Biologist to address importance of microscopic life

While many may credit plants for the Earth’s oxygen, 70 percent of it actually comes from microorganisms, according to Norman Pace.

The professor of molecular, cellular and developmental biology at the University of Colorado at Boulder says the invisible life forms sustain Earth.

“We are imbedded in a microbial world, and microorganisms drive the biosphere,” he said.

According to Pace, the planet Earth is filled with microscopic organisms that provide oxygen and help sustain life, but only a handful can be reproduced in a laboratory.

Such limitations make it difficult for scientists to understand all of the impacts microorganisms have, but Pace said he has found another way to explore the miniscule life forms.

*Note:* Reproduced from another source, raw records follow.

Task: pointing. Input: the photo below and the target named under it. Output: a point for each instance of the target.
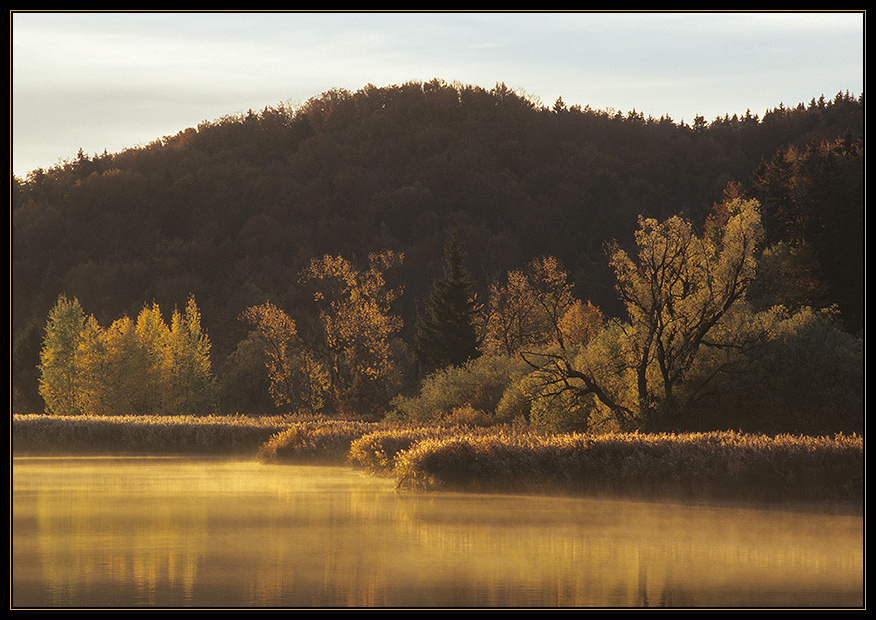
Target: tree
(359, 328)
(131, 368)
(447, 332)
(58, 374)
(193, 388)
(676, 291)
(296, 378)
(527, 310)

Pace has developed a method that uses DNA to help identify and classify microorganisms.

“When you look at organisms grown in a lab, you ask ‘Are they representative?’ and the answer is ‘Yes’ in some cases, but in most cases the answer is ‘No,'” Pace said. “When trying to understand the nature and function of the natural microbial world, I can take samples of DNA and fish around in the genes to tell about the organism.”

Pace will discuss his techniques on Wednesday at 7:30 p.m. when he presents his Frontiers of Science lecture, “New Frontiers in Microbial Biodiversity.”

“I will tell folks why the microbial world is important and why we need to learn about that world, and give examples of how to do that,” he said.